Feature	NEON kernel	SVE2 kernel	Notes
`vif`	yes	no	matches AVX2 path bit-for-bit
`adm`	yes	no	matches AVX2 path bit-for-bit
`motion`	yes	no	fixed-point legacy `motion`
`motion_v2`	yes	no	pipelined fused-blur variant
`float_moment`	yes	yes	1st/2nd moment reduction; SVE2 VLA f32→f64 path (ADR-0584)
`float_motion`	yes	no	float-pipeline twin
`float_adm`	yes	no	float-pipeline twin
`float_psnr`	yes	no	per-plane float PSNR
`ciede`	yes	no	YUV → CIELAB ΔE
`psnr`	yes	no	fixed-point per-plane
`psnr_hvs`	yes	no	bit-identical to scalar — see ADR-0160
`ssim` / `float_ssim`	yes	no	shared decimate kernel
`float_ms_ssim`	yes	no	9-tap 9/7 wavelet decimate via `ms_ssim_decimate_neon`
`ssimulacra2`	yes	yes	bit-identical to scalar (NEON and SVE2 produce byte-equal output); see ADR-0161, ADR-0162, ADR-0163, ADR-0213
`cambi`	yes	no	scalar fallback also retained

Bit-exactness¶

NEON outputs are byte-identical to the scalar C reference for the features that ship a determinism contract:

psnr_hvs — pinned by ADR-0160; verified across all three Netflix golden pairs.
ssimulacra2 — pinned by ADR-0161 / ADR-0162 / ADR-0163 / ADR-0213; cross-host determinism via vmaf_ss2_cbrtf and the sRGB-EOTF LUT. The SVE2 sister TU is locked to a fixed 4-lane predicate (svwhilelt_b32(0, 4)) so its arithmetic order matches the NEON output regardless of the host's runtime vector length — wider lanes simply stay false in the predicate. Validated under qemu-aarch64-static -cpu max via the cross-file build-aux/aarch64-linux-gnu-sve2.ini.
ms_ssim_decimate — pinned by ADR-0125; per-lane vfmaq_n_f32 with broadcast coefficients matches the scalar fmaf chain exactly.

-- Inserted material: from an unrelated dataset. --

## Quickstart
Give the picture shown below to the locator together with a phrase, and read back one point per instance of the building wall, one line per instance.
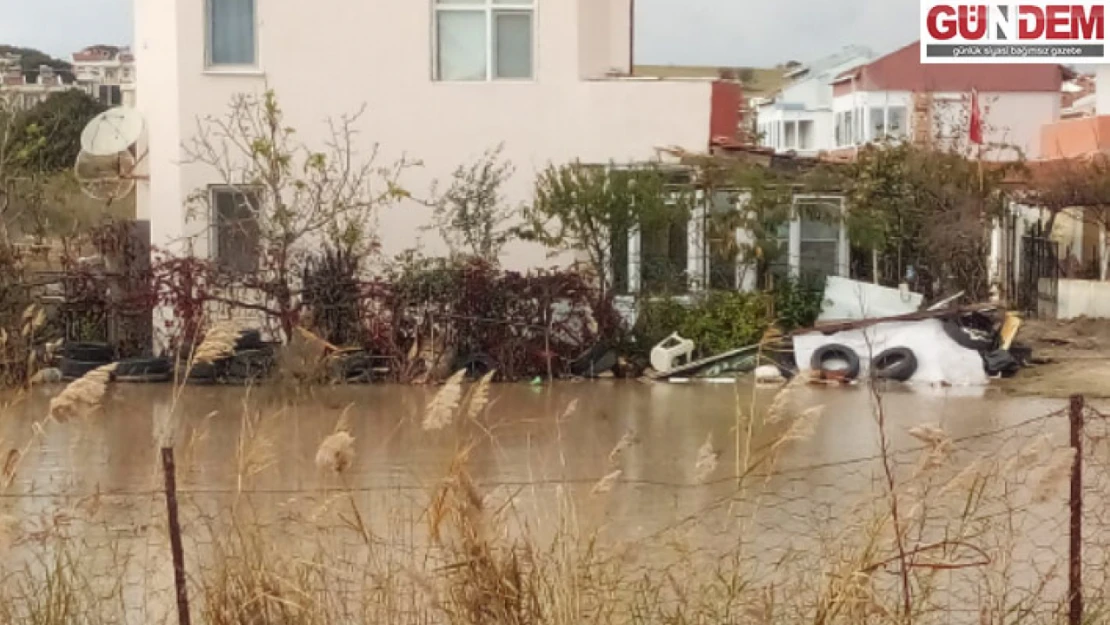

Other extractors are numerically equivalent to their scalar twins within places=4 of the snapshot tolerance but do not carry an explicit byte-identity contract. The Netflix golden CPU gate (make test-netflix-golden) is the cross-arch correctness check.

Build / CI matrix¶

The Build — Ubuntu ARM clang (CPU) job in the libvmaf build matrix (libvmaf-build-matrix.yml) runs on ubuntu-26.04-arm against clang and exercises the full unit-test + tox suite on real aarch64 hardware (not qemu).

make test-netflix-golden runs on aarch64 in the same matrix and must remain green — see docs/principles.md § 8 (Netflix golden gate).

Limitations¶

No per-feature override: every NEON kernel runs whenever --cpumask permits. To bisect a suspected NEON regression use --cpumask 0 to drop to scalar across all extractors at once, then re-enable per-extractor by running individual --feature invocations.
No discrete GPU path on aarch64 yet. The CUDA / SYCL / HIP backends compile for x86_64 only in the current matrix; on Apple Silicon the Metal backend (metal/index.md) is the aarch64 GPU surface. (The Vulkan backend was removed in ADR-0726.)

../index.md — backend dispatch rules.
../x86/avx512.md — x86 SIMD twin reference.
../../metrics/features.md — full per-feature Backends column.
ADR-0125 — MS-SSIM decimate bit-exactness contract.
ADR-0160 — psnr_hvs NEON bit-exactness.
ADR-0161, ADR-0162, ADR-0163, ADR-0213 — SSIMULACRA 2 SIMD ports including NEON and SVE2.
build-aux/aarch64-linux-gnu-sve2.ini — qemu cross-file driving qemu-aarch64-static -cpu max for SVE2 validation runs in the absence of native ARMv9 hardware.